As a lawyer and/or law firm owner, here are three common misconceptions you should absolutely not follow:
You Should Always Look for More Work
When starting a law firm, it seems logical to try to sign on as many clients as possible. After all, a law firm is just another small business. Small businesses sink hundreds of thousands of dollars into marketing just to attract new customers. The thought process is, “if I want to succeed and break even as soon as possible, I need to line up as many paying customers as I can.”
This is simple, straightforward, and utterly misguided. The goal shouldn’t be about finding as many clients. It should be about finding the right clients—people that are happy to meet your price, regardless if it’s a couple dollars above average industry price points, because they believe in the quality of your work. People who will readily pay your professional fees because they share your beliefs, your passions, and your work ethic.
Focusing on finding clients that will readily refer you to other people who subscribe to your principles, your values, and your mission and vision is the trick to securing loyal, well-paying patrons.
Since You’re New, You Should Keep Your Prices Low
Yet another misconception that could damage your practice before it even starts is regarding your prices, and how you should keep the low if you want to have the “edge” over your competition.
This is extremely detrimental for two reasons: one, you’re making it so that price is your biggest selling point, when it really shouldn’t be. Your practice, your expertise, your mission and vision … those should be your biggest selling points—not your price. When you start competing on price, you cheapen the value of your law firm.
Which leads us to reason number two: you end up attracting clients who only care about saving a buck or two on legal services rather than the quality of the service itself. If this already leaves a bad taste in your mouth, can you imagine these types of clients referring you to their friends simply by telling them that your services are “the cheapest?”
This is not what you want to be known for.
Rather than start with rock-bottom prices in the hope that you can eventually increase your fee—which isn’t a very economically sound decision either—price your services according to what you think is fair. Take into account the value you can give to your clients and the average going rate in the industry and use the data to come up with a justifiable pricing model.
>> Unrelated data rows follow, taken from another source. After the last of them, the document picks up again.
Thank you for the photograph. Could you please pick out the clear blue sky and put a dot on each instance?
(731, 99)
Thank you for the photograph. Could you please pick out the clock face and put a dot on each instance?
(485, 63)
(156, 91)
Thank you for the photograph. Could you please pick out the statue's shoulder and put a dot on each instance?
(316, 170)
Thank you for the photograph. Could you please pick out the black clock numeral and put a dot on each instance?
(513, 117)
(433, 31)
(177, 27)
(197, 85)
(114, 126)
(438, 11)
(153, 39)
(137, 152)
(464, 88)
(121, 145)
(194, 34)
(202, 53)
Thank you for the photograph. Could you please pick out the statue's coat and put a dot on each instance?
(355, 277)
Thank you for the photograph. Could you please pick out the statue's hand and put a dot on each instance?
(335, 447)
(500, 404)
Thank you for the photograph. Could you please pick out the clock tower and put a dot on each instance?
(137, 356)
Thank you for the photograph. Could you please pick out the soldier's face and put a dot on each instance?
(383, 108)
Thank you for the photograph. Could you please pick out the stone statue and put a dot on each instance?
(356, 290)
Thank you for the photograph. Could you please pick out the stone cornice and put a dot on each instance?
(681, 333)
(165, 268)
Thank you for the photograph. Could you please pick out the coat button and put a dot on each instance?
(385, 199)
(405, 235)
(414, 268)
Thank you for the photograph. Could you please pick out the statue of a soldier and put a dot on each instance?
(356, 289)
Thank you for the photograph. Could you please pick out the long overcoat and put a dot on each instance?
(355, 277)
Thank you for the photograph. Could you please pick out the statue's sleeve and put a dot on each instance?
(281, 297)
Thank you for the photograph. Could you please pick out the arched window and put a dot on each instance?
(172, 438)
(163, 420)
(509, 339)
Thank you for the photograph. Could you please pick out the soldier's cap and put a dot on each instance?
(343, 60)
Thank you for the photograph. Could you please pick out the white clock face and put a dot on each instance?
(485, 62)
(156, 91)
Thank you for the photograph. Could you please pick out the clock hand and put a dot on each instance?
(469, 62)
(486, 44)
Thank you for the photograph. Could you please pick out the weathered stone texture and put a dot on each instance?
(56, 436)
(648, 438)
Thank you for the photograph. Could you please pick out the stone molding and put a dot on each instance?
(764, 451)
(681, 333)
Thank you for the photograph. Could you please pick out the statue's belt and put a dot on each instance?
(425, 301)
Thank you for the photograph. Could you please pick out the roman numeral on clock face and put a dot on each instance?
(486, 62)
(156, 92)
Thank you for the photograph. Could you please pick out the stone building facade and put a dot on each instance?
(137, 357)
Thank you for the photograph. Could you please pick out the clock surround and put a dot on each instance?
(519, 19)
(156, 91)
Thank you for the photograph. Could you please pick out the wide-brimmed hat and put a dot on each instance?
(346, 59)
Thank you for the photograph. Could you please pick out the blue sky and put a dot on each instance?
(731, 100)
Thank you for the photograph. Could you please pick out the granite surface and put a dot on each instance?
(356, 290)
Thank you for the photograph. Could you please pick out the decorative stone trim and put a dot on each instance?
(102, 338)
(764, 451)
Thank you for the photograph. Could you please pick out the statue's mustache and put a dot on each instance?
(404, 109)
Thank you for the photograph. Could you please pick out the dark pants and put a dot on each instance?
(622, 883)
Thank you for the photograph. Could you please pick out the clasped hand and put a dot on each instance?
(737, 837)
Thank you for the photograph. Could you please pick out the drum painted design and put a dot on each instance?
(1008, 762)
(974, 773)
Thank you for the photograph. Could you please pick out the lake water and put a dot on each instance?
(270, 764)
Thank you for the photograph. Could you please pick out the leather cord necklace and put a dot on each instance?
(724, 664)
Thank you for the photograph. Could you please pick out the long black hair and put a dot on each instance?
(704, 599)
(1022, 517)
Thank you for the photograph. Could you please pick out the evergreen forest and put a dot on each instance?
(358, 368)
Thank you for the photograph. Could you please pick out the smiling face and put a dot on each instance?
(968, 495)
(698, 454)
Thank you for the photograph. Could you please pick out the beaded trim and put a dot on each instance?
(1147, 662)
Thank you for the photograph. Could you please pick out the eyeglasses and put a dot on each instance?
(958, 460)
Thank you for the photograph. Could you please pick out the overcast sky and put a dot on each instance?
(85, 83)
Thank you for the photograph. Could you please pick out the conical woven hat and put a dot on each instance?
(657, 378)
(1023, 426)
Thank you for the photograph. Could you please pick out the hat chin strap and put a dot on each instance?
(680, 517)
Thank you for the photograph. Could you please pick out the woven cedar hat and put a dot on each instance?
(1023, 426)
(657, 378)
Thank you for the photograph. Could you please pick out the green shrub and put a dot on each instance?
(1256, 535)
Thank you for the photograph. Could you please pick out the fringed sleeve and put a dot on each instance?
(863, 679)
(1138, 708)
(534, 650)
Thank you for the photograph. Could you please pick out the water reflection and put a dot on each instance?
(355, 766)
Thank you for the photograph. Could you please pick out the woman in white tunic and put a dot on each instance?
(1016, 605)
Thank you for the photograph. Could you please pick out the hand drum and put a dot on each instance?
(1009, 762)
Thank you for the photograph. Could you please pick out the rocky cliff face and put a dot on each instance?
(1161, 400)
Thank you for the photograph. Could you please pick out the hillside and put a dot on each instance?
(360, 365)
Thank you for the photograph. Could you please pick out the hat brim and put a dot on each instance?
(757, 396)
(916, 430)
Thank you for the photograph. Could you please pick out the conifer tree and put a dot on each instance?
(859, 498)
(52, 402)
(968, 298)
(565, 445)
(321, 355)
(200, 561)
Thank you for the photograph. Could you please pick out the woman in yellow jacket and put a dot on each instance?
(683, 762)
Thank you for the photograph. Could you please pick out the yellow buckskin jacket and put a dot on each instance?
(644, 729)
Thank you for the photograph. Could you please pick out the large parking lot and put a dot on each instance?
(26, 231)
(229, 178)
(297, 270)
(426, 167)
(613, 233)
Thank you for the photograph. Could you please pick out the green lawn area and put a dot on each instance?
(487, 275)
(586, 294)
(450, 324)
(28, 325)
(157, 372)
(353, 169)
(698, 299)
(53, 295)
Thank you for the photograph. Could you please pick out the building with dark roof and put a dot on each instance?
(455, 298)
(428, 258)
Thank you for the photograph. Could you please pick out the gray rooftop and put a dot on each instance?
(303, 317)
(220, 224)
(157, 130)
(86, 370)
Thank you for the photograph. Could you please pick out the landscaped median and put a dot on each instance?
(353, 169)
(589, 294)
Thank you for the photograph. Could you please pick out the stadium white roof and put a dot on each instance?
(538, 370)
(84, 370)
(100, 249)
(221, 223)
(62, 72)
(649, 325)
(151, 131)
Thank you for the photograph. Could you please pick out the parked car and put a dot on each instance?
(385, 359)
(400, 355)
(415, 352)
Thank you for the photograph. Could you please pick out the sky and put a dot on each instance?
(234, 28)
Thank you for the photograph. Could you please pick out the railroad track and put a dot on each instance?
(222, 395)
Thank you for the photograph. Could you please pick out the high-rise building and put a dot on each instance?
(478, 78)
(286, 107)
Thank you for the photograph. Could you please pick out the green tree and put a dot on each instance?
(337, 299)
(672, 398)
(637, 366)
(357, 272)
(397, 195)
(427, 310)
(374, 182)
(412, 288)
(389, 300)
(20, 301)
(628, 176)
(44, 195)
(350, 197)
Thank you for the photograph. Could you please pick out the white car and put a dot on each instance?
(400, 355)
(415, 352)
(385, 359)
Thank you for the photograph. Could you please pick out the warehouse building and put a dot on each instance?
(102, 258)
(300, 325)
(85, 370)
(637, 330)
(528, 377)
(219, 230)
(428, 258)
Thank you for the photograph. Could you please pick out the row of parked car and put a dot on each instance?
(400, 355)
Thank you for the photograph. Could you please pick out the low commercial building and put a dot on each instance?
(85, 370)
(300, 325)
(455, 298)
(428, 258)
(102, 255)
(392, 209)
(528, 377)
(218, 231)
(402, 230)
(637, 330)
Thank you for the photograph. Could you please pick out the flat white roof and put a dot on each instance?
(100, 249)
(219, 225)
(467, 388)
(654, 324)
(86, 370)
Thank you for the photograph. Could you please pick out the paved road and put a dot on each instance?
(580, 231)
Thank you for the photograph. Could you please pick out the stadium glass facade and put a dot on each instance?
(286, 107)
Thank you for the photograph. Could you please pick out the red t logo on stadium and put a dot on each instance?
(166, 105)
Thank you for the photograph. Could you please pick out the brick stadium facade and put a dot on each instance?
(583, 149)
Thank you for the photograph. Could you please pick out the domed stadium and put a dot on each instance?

All Other Law Firms are the Enemy
Just as every story needs the villain or the anti-hero, every small business needs competitors. They are benchmarks to measure progress with and guinea pigs to test new strategies on. However, that doesn’t mean that you should avoid socializing with other firms and lawyers altogether.
Believe it or not, it’s better for you to focus on building a network rather than outdoing your competitors—especially when you’re starting out. Forming solid, mutually beneficial relationships with other law firms outside of your practice area is a great way to meet new clients, get referrals, and stay up-to-date on any social, political, or economic concerns that could potentially affect your practice.
Basically, when starting a law firm, you can’t afford to be seen as an anti-social threat. You want to focus on associating with as many firms as you can—both in your practice area and outside it.